In fact, there is a common joke in the area that some unscrupulous farmers have tea farms at the buying centre and earn more than the genuine growers.

Moraa says that if a farmer insisted on being given full payment for their crop, the clerk would threaten not to buy her leaf again. And in most cases, the clerks have had their way.

And in doing this, the clerks have so many loopholes to exploit. Key among these has been the manipulation manual weighing scales to defraud farmers. So rampant has been the practise that a number of growers either abandoned tea farming or resorted to hawking their crop to brokers acting for multinational tea companies.

But thanks to KTDA, this is set to change. The tea marketer has come up with a new technology that is likely to eradicate the menace and cushion the farmers from exploitative clerks.

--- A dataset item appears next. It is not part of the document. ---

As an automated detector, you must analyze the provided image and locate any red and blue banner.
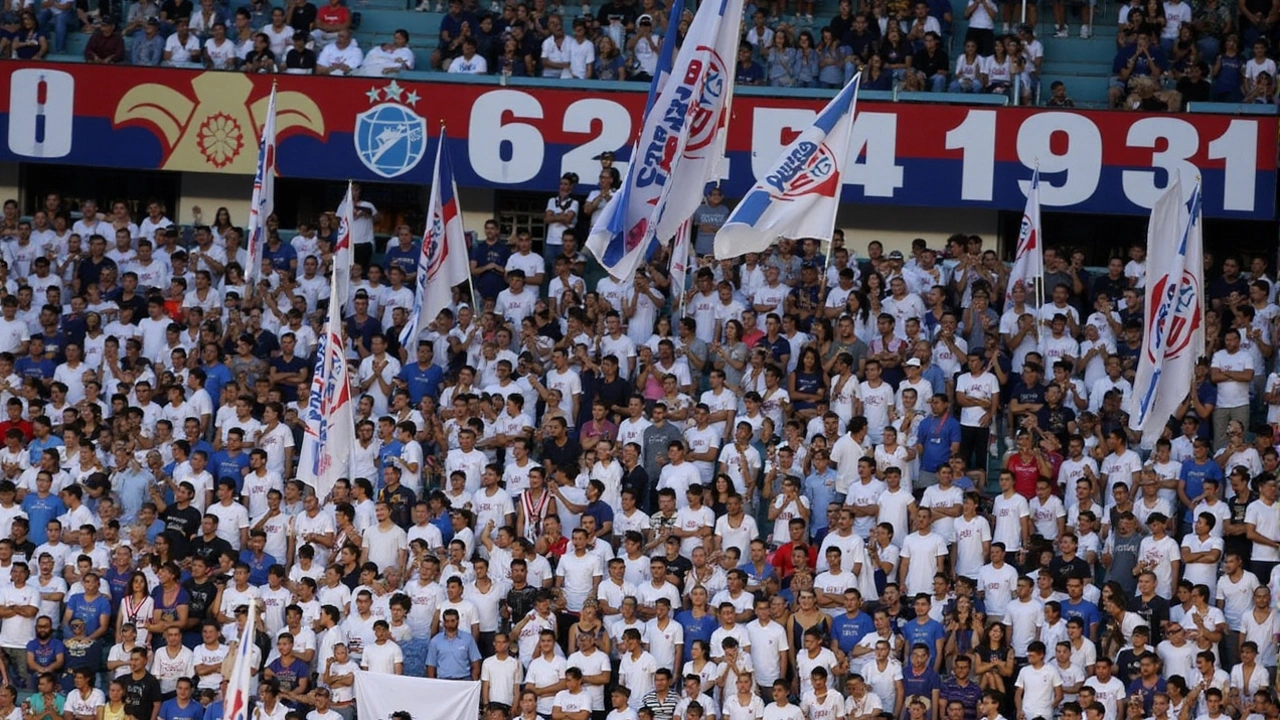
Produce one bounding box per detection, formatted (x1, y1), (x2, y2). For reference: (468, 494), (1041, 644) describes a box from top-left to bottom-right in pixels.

KTDA ICT Group General Manager Mwende Gatabaki says they have introduced an Electronic Weighing Scale Solution (EWSS), a new digitalized technology to replace the manual scales. "With this innovation, falsification of green leaf weight at the buying centres would be a thing of the past," Gatabaki says.

"The machine records the weight on delivery and issues an electronic receipt instantly. The clerks neither read and record the weight nor issue a receipt."

Electronic access

The new technology also links 57 of KTDA’s tea processing factories to the head office in Nairobi, thereby enabling farmers to electronically access information about payments due to them each month.

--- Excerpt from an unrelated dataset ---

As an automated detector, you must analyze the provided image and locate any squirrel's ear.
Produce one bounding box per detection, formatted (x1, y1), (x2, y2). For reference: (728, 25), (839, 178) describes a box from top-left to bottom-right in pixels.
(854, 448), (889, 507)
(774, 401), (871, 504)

And that is not all there is to the technology. It now takes under three days up from six months to register a new grower, thanks to a more-efficient recording system of the number of growers.

The new technology – the first of its kind in the agriculture sector – saw KTDA post Sh40 million in savings previously spent on communication and Sh64 million in labour and energy costs.

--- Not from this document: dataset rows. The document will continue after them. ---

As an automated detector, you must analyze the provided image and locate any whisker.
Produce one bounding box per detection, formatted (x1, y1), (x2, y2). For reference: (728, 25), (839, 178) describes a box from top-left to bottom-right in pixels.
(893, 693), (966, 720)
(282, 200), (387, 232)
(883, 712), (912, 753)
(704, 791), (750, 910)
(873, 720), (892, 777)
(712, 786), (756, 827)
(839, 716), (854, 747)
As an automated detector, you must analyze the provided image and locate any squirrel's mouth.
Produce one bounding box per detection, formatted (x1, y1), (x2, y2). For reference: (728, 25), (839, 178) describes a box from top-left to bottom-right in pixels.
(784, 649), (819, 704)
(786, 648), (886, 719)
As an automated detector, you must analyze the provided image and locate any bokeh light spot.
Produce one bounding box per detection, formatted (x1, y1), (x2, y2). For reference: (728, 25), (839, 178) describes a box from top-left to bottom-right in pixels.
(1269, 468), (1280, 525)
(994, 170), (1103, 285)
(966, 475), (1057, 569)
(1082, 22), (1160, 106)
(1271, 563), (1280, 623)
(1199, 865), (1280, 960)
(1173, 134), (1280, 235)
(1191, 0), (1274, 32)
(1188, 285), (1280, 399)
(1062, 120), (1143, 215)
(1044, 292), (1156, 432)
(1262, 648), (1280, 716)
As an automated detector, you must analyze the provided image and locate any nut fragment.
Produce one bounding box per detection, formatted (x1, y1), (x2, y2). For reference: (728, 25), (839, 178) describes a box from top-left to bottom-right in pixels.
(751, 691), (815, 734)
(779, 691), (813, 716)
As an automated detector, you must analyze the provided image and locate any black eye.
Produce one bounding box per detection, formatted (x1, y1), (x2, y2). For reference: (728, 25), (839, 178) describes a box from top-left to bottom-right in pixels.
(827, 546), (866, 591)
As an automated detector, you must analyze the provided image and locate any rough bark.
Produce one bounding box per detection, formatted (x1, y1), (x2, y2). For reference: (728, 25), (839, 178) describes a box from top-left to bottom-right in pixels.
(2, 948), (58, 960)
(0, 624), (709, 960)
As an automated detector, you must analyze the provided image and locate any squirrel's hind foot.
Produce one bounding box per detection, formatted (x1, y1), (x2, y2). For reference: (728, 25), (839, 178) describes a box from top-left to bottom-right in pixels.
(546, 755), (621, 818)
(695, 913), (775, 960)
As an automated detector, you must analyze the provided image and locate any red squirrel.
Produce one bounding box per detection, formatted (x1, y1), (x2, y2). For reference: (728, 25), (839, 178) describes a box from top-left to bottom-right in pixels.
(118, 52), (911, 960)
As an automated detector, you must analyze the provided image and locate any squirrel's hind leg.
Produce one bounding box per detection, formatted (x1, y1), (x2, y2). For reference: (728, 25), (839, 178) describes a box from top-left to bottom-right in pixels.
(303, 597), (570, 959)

Thanks to the innovation, KTDA is now going places. It recently scored an African first by bagging the CIO 100-2009 ICT global award since the award was initiated 22 years ago by the US-based CIO Magazine.

Business value

According to CIO Editor-in-Chief Ms Maryfran Johnson, 100 companies that are creating new business value by innovating with technology are annually honoured worldwide.

They also must demonstrate excellence and achievement in IT to make it to the list.

Others awarded included Kaiser Parmanente (US) in the healthcare ICT category and

Jetblue Airways (US) for using ICT as the rock of business transformation.

Eliminating cheats

The electronic capturing system was piloted for one year up to September in selected factories before it was rolled out to the rest.

Gatabaki said the system has helped to eliminate "ghost growers" who were paid without providing tea.

Region six ICT coordinator Enock Ogara says it costs about Sh4.5 million to install the new system in one factory. The EWSS is wireless and employs the Bluetooth technology and has an accuracy of 0.1.

The system comprises three devices including a mobile-phone size computer known as Portable Device Assistant (DPA), an electronic scale and small printer.

Once a farmer puts his leaf on the electronic scale, it records the weight after stabilising, and then automatically reflects it on the PDA. All the clerk does is to press ‘accept’ button for the printer to produce a receipt. The receipt bears cumulative weight of the farmer’s monthly deliveries.

The transaction is then transmitted to the factory central computer system and the same is replicated at KTDA headquarters to facilitate payments to the farmer. Previously, one had to carry the information manually to Nairobi.

The PDA has all data about the farmers who are only required to produce the registration number, which when fed into the system, produces details of the farmers and the payments due to them.

Each factory needs 10 EWSS machines with two acting as back-ups. The devices use rechargeable batteries with lasting about 12 hours.

Under standard conditions, each factory should have eight leaf collection lorries. Each would be assigned a clerk with one SWSS on a particular route. This move is departure from the past where each buying was allocated a clerk.

"The new technology will render some clerks redundant while the farmer will realise good returns on the crop as costs on communication, and labour are scaled down substantially," Gatabaki says.